Parchoma writes that the term ‘affordance’ stems from Gibsons (1977) theory of affordances, however, over time it evolved to describe what material artifacts such as media technologies allow people to do (Parchoma, 2014).

YouTube’s technological properties are enabling users to create and upload videos, comment, share and subscribe to accounts, reaffirming the idea that digital culture is participatory (Jenkins, 2010). YouTube affords experienced participants to pass along their knowledge to novices through detailed step-by-step videos for making garments. Jenkins also writes that these creators and members of the participatory culture also believe their “contributions matter and feel some degree of social connection with one another”, and to an extent this is true, in the sewing community there are specific creators I look for when on YouTube, they have a large fan bases and are skilled in what they do, those in the community value them.

Social media applications features are “communicational actors” that produce meanings and meaningfulness (Langlois, 2014, pp.52). For example, the ability to upvote/downvote on a Reddit sewing thread, and hit the like button on Twitter, the meaning/ afford is not decisive, however, it suggests a limited number of possibilities, allowing users to communicate in a reactive response without needing to use language.

Each social media site has their own technological affordances, meaning the sites have different possibilities. In the fashion community the hashtag #imadeyourclothes is a social movement started by garment workers.
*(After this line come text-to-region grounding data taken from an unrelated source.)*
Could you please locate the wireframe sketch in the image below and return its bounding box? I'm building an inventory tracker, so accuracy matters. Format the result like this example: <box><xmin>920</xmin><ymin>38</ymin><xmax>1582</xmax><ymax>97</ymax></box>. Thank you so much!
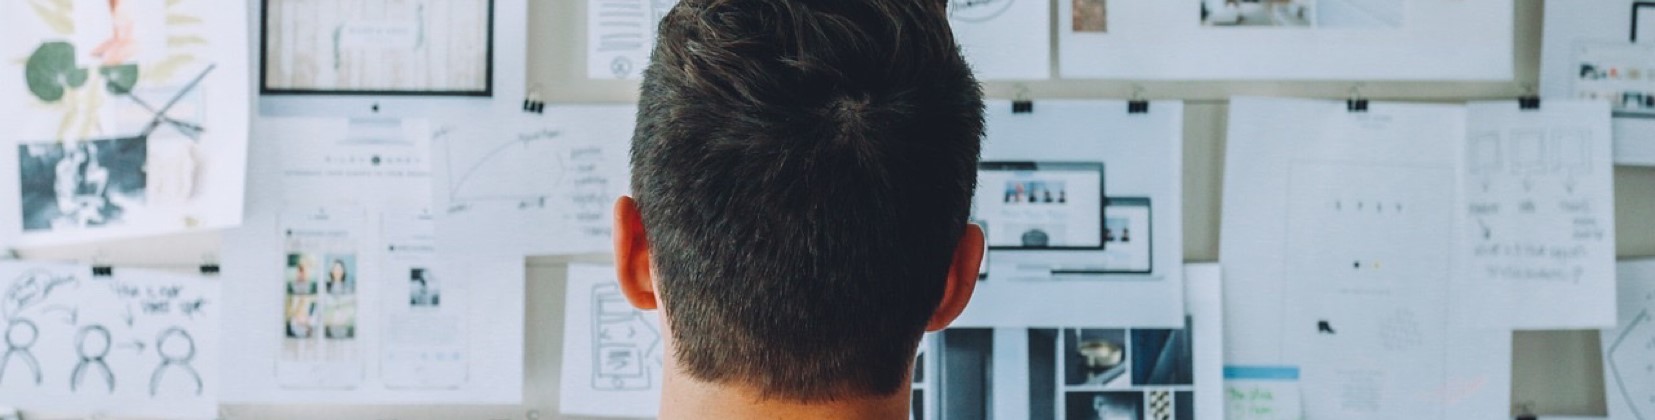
<box><xmin>150</xmin><ymin>327</ymin><xmax>202</xmax><ymax>396</ymax></box>
<box><xmin>591</xmin><ymin>283</ymin><xmax>660</xmax><ymax>391</ymax></box>
<box><xmin>951</xmin><ymin>0</ymin><xmax>1017</xmax><ymax>23</ymax></box>
<box><xmin>71</xmin><ymin>325</ymin><xmax>116</xmax><ymax>393</ymax></box>
<box><xmin>263</xmin><ymin>0</ymin><xmax>493</xmax><ymax>93</ymax></box>
<box><xmin>1</xmin><ymin>319</ymin><xmax>43</xmax><ymax>385</ymax></box>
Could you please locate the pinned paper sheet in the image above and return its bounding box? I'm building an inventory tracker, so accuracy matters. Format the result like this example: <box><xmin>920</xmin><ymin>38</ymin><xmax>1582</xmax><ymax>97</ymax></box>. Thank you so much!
<box><xmin>1057</xmin><ymin>0</ymin><xmax>1512</xmax><ymax>80</ymax></box>
<box><xmin>588</xmin><ymin>0</ymin><xmax>678</xmax><ymax>79</ymax></box>
<box><xmin>1601</xmin><ymin>259</ymin><xmax>1655</xmax><ymax>420</ymax></box>
<box><xmin>949</xmin><ymin>0</ymin><xmax>1050</xmax><ymax>80</ymax></box>
<box><xmin>1224</xmin><ymin>366</ymin><xmax>1303</xmax><ymax>420</ymax></box>
<box><xmin>560</xmin><ymin>263</ymin><xmax>665</xmax><ymax>418</ymax></box>
<box><xmin>431</xmin><ymin>107</ymin><xmax>634</xmax><ymax>257</ymax></box>
<box><xmin>1221</xmin><ymin>97</ymin><xmax>1512</xmax><ymax>419</ymax></box>
<box><xmin>1456</xmin><ymin>101</ymin><xmax>1616</xmax><ymax>329</ymax></box>
<box><xmin>919</xmin><ymin>263</ymin><xmax>1223</xmax><ymax>419</ymax></box>
<box><xmin>955</xmin><ymin>100</ymin><xmax>1185</xmax><ymax>328</ymax></box>
<box><xmin>220</xmin><ymin>116</ymin><xmax>524</xmax><ymax>404</ymax></box>
<box><xmin>0</xmin><ymin>0</ymin><xmax>251</xmax><ymax>247</ymax></box>
<box><xmin>0</xmin><ymin>262</ymin><xmax>220</xmax><ymax>419</ymax></box>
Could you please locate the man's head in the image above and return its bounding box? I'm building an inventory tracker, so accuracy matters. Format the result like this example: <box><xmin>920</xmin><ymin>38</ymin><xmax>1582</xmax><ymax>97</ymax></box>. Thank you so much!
<box><xmin>613</xmin><ymin>0</ymin><xmax>985</xmax><ymax>402</ymax></box>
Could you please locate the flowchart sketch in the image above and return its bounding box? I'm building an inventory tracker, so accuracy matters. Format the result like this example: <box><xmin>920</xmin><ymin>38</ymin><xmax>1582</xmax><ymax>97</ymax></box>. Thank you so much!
<box><xmin>560</xmin><ymin>264</ymin><xmax>664</xmax><ymax>418</ymax></box>
<box><xmin>1456</xmin><ymin>101</ymin><xmax>1616</xmax><ymax>329</ymax></box>
<box><xmin>0</xmin><ymin>262</ymin><xmax>219</xmax><ymax>419</ymax></box>
<box><xmin>431</xmin><ymin>107</ymin><xmax>634</xmax><ymax>257</ymax></box>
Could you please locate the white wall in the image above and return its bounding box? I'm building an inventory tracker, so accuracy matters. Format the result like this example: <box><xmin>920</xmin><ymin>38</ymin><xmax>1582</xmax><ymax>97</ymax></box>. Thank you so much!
<box><xmin>15</xmin><ymin>0</ymin><xmax>1650</xmax><ymax>417</ymax></box>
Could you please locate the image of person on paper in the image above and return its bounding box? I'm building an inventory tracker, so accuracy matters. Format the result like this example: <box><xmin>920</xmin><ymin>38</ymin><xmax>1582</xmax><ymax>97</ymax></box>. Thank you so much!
<box><xmin>17</xmin><ymin>138</ymin><xmax>147</xmax><ymax>232</ymax></box>
<box><xmin>410</xmin><ymin>268</ymin><xmax>439</xmax><ymax>307</ymax></box>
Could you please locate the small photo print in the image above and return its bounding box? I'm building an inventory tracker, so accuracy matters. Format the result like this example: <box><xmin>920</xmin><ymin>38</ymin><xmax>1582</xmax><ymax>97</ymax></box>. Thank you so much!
<box><xmin>410</xmin><ymin>268</ymin><xmax>440</xmax><ymax>307</ymax></box>
<box><xmin>323</xmin><ymin>254</ymin><xmax>357</xmax><ymax>295</ymax></box>
<box><xmin>1073</xmin><ymin>0</ymin><xmax>1107</xmax><ymax>32</ymax></box>
<box><xmin>1202</xmin><ymin>0</ymin><xmax>1315</xmax><ymax>27</ymax></box>
<box><xmin>286</xmin><ymin>253</ymin><xmax>319</xmax><ymax>295</ymax></box>
<box><xmin>1004</xmin><ymin>180</ymin><xmax>1069</xmax><ymax>205</ymax></box>
<box><xmin>323</xmin><ymin>294</ymin><xmax>357</xmax><ymax>339</ymax></box>
<box><xmin>17</xmin><ymin>137</ymin><xmax>148</xmax><ymax>232</ymax></box>
<box><xmin>1066</xmin><ymin>391</ymin><xmax>1144</xmax><ymax>420</ymax></box>
<box><xmin>1130</xmin><ymin>328</ymin><xmax>1194</xmax><ymax>386</ymax></box>
<box><xmin>284</xmin><ymin>294</ymin><xmax>318</xmax><ymax>339</ymax></box>
<box><xmin>1064</xmin><ymin>328</ymin><xmax>1129</xmax><ymax>387</ymax></box>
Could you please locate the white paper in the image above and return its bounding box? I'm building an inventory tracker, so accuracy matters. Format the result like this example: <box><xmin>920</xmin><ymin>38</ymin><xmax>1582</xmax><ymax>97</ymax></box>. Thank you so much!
<box><xmin>560</xmin><ymin>263</ymin><xmax>664</xmax><ymax>418</ymax></box>
<box><xmin>954</xmin><ymin>100</ymin><xmax>1185</xmax><ymax>328</ymax></box>
<box><xmin>1541</xmin><ymin>0</ymin><xmax>1655</xmax><ymax>166</ymax></box>
<box><xmin>921</xmin><ymin>263</ymin><xmax>1222</xmax><ymax>420</ymax></box>
<box><xmin>0</xmin><ymin>0</ymin><xmax>251</xmax><ymax>247</ymax></box>
<box><xmin>431</xmin><ymin>106</ymin><xmax>634</xmax><ymax>257</ymax></box>
<box><xmin>1057</xmin><ymin>0</ymin><xmax>1513</xmax><ymax>80</ymax></box>
<box><xmin>587</xmin><ymin>0</ymin><xmax>678</xmax><ymax>79</ymax></box>
<box><xmin>1601</xmin><ymin>259</ymin><xmax>1655</xmax><ymax>420</ymax></box>
<box><xmin>1456</xmin><ymin>101</ymin><xmax>1617</xmax><ymax>329</ymax></box>
<box><xmin>948</xmin><ymin>0</ymin><xmax>1050</xmax><ymax>80</ymax></box>
<box><xmin>0</xmin><ymin>262</ymin><xmax>219</xmax><ymax>419</ymax></box>
<box><xmin>263</xmin><ymin>0</ymin><xmax>492</xmax><ymax>94</ymax></box>
<box><xmin>220</xmin><ymin>116</ymin><xmax>523</xmax><ymax>404</ymax></box>
<box><xmin>1220</xmin><ymin>97</ymin><xmax>1511</xmax><ymax>419</ymax></box>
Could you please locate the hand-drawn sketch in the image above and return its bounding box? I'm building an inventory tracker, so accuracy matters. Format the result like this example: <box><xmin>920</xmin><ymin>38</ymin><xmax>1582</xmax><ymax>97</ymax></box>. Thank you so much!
<box><xmin>431</xmin><ymin>108</ymin><xmax>634</xmax><ymax>256</ymax></box>
<box><xmin>1</xmin><ymin>319</ymin><xmax>42</xmax><ymax>385</ymax></box>
<box><xmin>0</xmin><ymin>262</ymin><xmax>219</xmax><ymax>418</ymax></box>
<box><xmin>1603</xmin><ymin>260</ymin><xmax>1655</xmax><ymax>420</ymax></box>
<box><xmin>71</xmin><ymin>324</ymin><xmax>115</xmax><ymax>393</ymax></box>
<box><xmin>591</xmin><ymin>282</ymin><xmax>659</xmax><ymax>391</ymax></box>
<box><xmin>149</xmin><ymin>327</ymin><xmax>201</xmax><ymax>396</ymax></box>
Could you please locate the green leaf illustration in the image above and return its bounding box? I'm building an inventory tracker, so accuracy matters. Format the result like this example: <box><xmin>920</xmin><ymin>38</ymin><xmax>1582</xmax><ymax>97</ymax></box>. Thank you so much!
<box><xmin>25</xmin><ymin>42</ymin><xmax>89</xmax><ymax>103</ymax></box>
<box><xmin>101</xmin><ymin>64</ymin><xmax>141</xmax><ymax>95</ymax></box>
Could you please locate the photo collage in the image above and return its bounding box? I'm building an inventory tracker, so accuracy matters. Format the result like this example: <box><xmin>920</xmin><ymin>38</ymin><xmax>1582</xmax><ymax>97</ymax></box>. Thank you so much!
<box><xmin>1572</xmin><ymin>43</ymin><xmax>1655</xmax><ymax>117</ymax></box>
<box><xmin>1199</xmin><ymin>0</ymin><xmax>1404</xmax><ymax>29</ymax></box>
<box><xmin>277</xmin><ymin>210</ymin><xmax>365</xmax><ymax>388</ymax></box>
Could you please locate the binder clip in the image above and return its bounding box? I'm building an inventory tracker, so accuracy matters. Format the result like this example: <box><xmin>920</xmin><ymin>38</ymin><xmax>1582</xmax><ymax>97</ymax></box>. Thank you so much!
<box><xmin>92</xmin><ymin>266</ymin><xmax>114</xmax><ymax>277</ymax></box>
<box><xmin>200</xmin><ymin>254</ymin><xmax>220</xmax><ymax>275</ymax></box>
<box><xmin>1346</xmin><ymin>85</ymin><xmax>1369</xmax><ymax>113</ymax></box>
<box><xmin>1011</xmin><ymin>85</ymin><xmax>1033</xmax><ymax>114</ymax></box>
<box><xmin>1127</xmin><ymin>85</ymin><xmax>1149</xmax><ymax>114</ymax></box>
<box><xmin>523</xmin><ymin>84</ymin><xmax>546</xmax><ymax>114</ymax></box>
<box><xmin>1518</xmin><ymin>84</ymin><xmax>1541</xmax><ymax>111</ymax></box>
This affordance allows for widespread attention to the social injustices of the fashion industry, by creating casual political communication in our every day lives, it helps develop ‘distribution frame’ mentioned by Ince et al. (Ince et al., 2017). The hashtag makes the movement easily searchable creating a semantic network, larger audiences can interact with the movement and the awareness will spread further (Ince et al., 2017). This is a clear example of how technological affordances such as hashtags can be used as a tool for social change.